Fonsecaea monophora

Scientific classification
- Kingdom: Fungi
- Division: Ascomycota
- Class: Eurotiomycetes
- Order: Chaetothyriales
- Family: Herpotrichiellaceae
- Genus: Fonsecaea
- Species: F. monophora
- Binomial name: Fonsecaea monophora (Moore and de Almeida(1936)) de Hoog, Vicente, Attili (2004)
- Type strain: CBS 269.37, from a case of human chromoblastomycosis, S. America
- Synonyms: Botrytoides monophora Moore and de Almeida (1936);

= Fonsecaea monophora =

- Authority: (Moore and de Almeida(1936)) de Hoog, Vicente, Attili (2004)
- Synonyms: Botrytoides monophora Moore and de Almeida (1936)

Species of fungi

Fonsecaea monophora is a species of ascomycete fungi in the family Herpotrichiellaceae and is a causative agent of chromoblastomycosis. It is recognized by the World Health Organization as a neglected tropical disease.

F. monophora was described as a separate species from F. pedrosoi by de Hoog et al. in 2004.

Fonsecaea spp. are often recovered from environmental sources, including plants such as the babassu coconut. Disease caused by this fungus is usually of traumatic origin.

== Microbiology ==
The colony morphology is described as being restricted, spreading moderately, lanose to velvety, and the top being olivaceous to black with the reverse being black. The hyphae are septate and pale olivaceous. The conidiophores are erect, and can be either unbranched or branched, and are the same color as the hyphae or slightly darker. Conidiogenous cells are short-cylindrical, olivaceous, and arranged in loosely branched systems. The denticles have ellipsoidal, pale olivaceous conidia in short chains. Multi celled, sessile conidial chains similar to those found in the genus Cladophialophora can present.
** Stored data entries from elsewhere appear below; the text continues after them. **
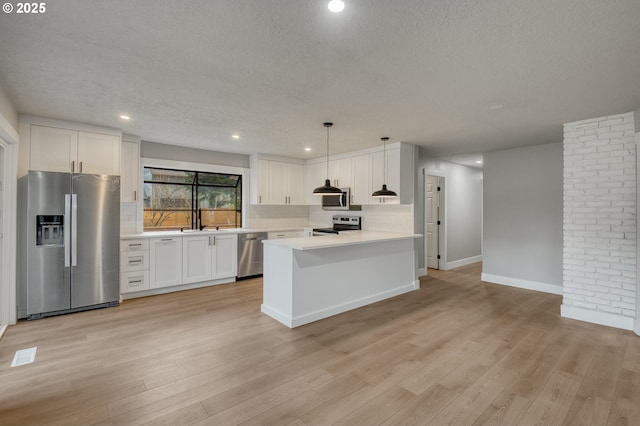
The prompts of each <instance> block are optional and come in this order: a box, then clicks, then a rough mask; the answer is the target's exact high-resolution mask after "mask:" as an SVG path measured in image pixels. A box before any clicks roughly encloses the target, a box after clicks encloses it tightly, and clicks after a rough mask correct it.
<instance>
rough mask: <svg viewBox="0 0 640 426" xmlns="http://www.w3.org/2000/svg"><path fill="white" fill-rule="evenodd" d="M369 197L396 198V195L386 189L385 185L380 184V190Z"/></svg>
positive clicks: (390, 190)
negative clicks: (380, 188) (386, 197)
mask: <svg viewBox="0 0 640 426" xmlns="http://www.w3.org/2000/svg"><path fill="white" fill-rule="evenodd" d="M371 196H372V197H375V198H385V197H397V196H398V194H396V193H395V192H393V191H391V190H389V189H387V185H386V184H382V189H379V190H377V191H376V192H374V193H373V194H371Z"/></svg>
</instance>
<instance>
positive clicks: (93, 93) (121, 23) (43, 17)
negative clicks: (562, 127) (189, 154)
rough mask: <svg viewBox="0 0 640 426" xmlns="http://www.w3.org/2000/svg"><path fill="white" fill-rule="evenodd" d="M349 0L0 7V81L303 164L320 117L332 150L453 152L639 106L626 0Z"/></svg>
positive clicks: (162, 128) (479, 150)
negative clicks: (336, 13) (381, 144)
mask: <svg viewBox="0 0 640 426" xmlns="http://www.w3.org/2000/svg"><path fill="white" fill-rule="evenodd" d="M344 1H345V4H346V7H345V10H344V12H342V13H341V14H333V13H331V12H329V11H328V10H327V7H326V3H327V0H225V1H222V0H211V1H204V0H200V1H176V0H137V1H130V0H127V1H95V0H93V1H88V0H64V1H62V0H59V1H55V2H47V4H46V5H47V11H46V12H45V13H44V14H42V15H17V14H15V13H11V14H4V13H3V14H1V15H0V85H1V86H2V87H4V89H5V91H6V92H7V93H8V95H9V97H10V99H11V101H12V102H13V104H14V106H15V107H16V109H17V110H18V112H19V113H22V114H32V115H40V116H46V117H53V118H60V119H66V120H73V121H79V122H87V123H94V124H98V125H104V126H109V127H116V128H120V129H122V130H123V131H124V132H125V133H129V134H134V135H139V136H141V137H142V139H143V140H149V141H154V142H161V143H172V144H176V145H185V146H192V147H199V148H206V149H212V150H221V151H228V152H237V153H251V152H263V153H272V154H282V155H289V156H294V157H300V158H308V157H317V156H322V155H324V153H325V151H324V150H325V141H326V139H325V138H326V133H325V129H324V127H322V122H324V121H333V122H334V123H335V126H334V127H333V128H332V129H331V151H332V153H338V152H345V151H351V150H355V149H361V148H366V147H371V146H376V145H379V144H380V137H382V136H389V137H391V141H392V142H393V141H405V142H411V143H415V144H418V145H421V146H424V147H426V148H427V149H428V150H429V152H431V153H432V154H433V155H444V156H449V157H451V158H454V156H455V155H456V154H468V153H481V152H486V151H491V150H496V149H503V148H508V147H517V146H525V145H534V144H543V143H551V142H559V141H561V140H562V124H563V123H565V122H570V121H575V120H580V119H584V118H591V117H597V116H601V115H610V114H615V113H622V112H628V111H632V110H635V109H636V108H638V107H640V1H638V0H562V1H558V0H536V1H531V0H487V1H476V0H473V1H472V0H449V1H443V0H395V1H392V0H344ZM496 104H500V105H504V107H503V108H500V109H490V108H489V107H490V106H491V105H496ZM120 114H127V115H130V116H131V121H130V122H124V121H123V120H121V119H120V118H119V115H120ZM234 133H237V134H239V135H240V139H239V140H238V141H234V140H232V139H231V135H232V134H234ZM306 146H310V147H311V148H312V152H311V153H306V152H304V150H303V148H304V147H306Z"/></svg>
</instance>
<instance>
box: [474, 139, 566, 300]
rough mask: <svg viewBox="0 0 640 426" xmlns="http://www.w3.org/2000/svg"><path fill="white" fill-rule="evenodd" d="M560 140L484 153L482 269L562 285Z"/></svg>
mask: <svg viewBox="0 0 640 426" xmlns="http://www.w3.org/2000/svg"><path fill="white" fill-rule="evenodd" d="M562 187H563V181H562V144H561V143H557V144H550V145H539V146H532V147H526V148H517V149H509V150H504V151H497V152H490V153H486V154H484V215H483V216H484V241H483V243H484V247H483V273H484V274H492V275H497V276H501V277H507V278H511V279H520V280H527V281H533V282H538V283H543V284H551V285H557V286H559V287H560V288H561V287H562Z"/></svg>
Morphologically, Fonsecaea pedrosoi and Fonsecaea monophora are very similar. F. monophora typically have slightly longer conidial chains and slightly shorter denticles than F. pedrosoi. The two species cannot be distinguished physiologically, and sequencing of the internal transcribed spacer or D1/D2 region of ribosomal DNA is needed for identification. The absence of growth with inulin as sole carbon source, absence of fermentation, intolerance of 10% NaCl, tolerance of cycloheximide and absence of acid and extracellular DNAse production are traits shared by both species, as well as other melanized fungi belonging to the order Chaetothyriales.

In histopathology, a characteristic feature of chromoblastomycosis is the presence of Medlar bodies (also known as muriform cells), aggregations of spherical, pigmented fungal cells.

== Clinical Relevance ==
F. monophora is a causative agent of human chromoblastomycosis, and it is typically more opportunistic and neurotropic than F. pedrosoi. F. monophora has been isolated from brain abscesses, cervical lymph nodes, and bile, while F. pedrosoi appears to be associated strictly with chromoblastomycosis. Because of the similarities between the two species and the inability to distinguish them phenotypically, some cases attributed to F. pedrosoi may actually have been caused by F. monophora. Molecular methods are necessary for definite species identification.

The most common symptom experienced in CNS infection by F. monophora were headaches, which were typically accompanied by focal neurologic deficits and symptoms of increased intracranial pressure in several cases. In chromoblastomycosis, disease is usually characterized by polymorphic skin lesions and muriform cells in granulomatous and suppurative tissue.

For treatment, a combined approach with both early surgical intervention and combination treatment with antifungals vastly improves patient outcome. Therapy for F. monophora infection is challenging because there is no consensus regarding a treatment of choice. Outcomes are greatly variable and are dependent on the site of infection, lesion size, the etiological agent, and the patient's health status. In cases of chromoblastomycosis, F. monophora has been demonstrated to be sensitive to voriconazole, itraconazole, ketoconazole and terbinafine, but resistant to fluconazole and amphotericin B. Voriconazole has been used to successfully treat a case of CNS infection by F. monophora.

In a study involving 137 F. monophora isolates, the epidemiological cutoff values were; 2 μg/mL for itraconazole, 0.25 μg/mL for voriconazole and isavuconazole,1 μg/mL for posaconazole, and 0.5 μg/mL for terbinafine. Amphotericin B and flucytosine did not have epidemiological cutoff values set due to bimodal distribution.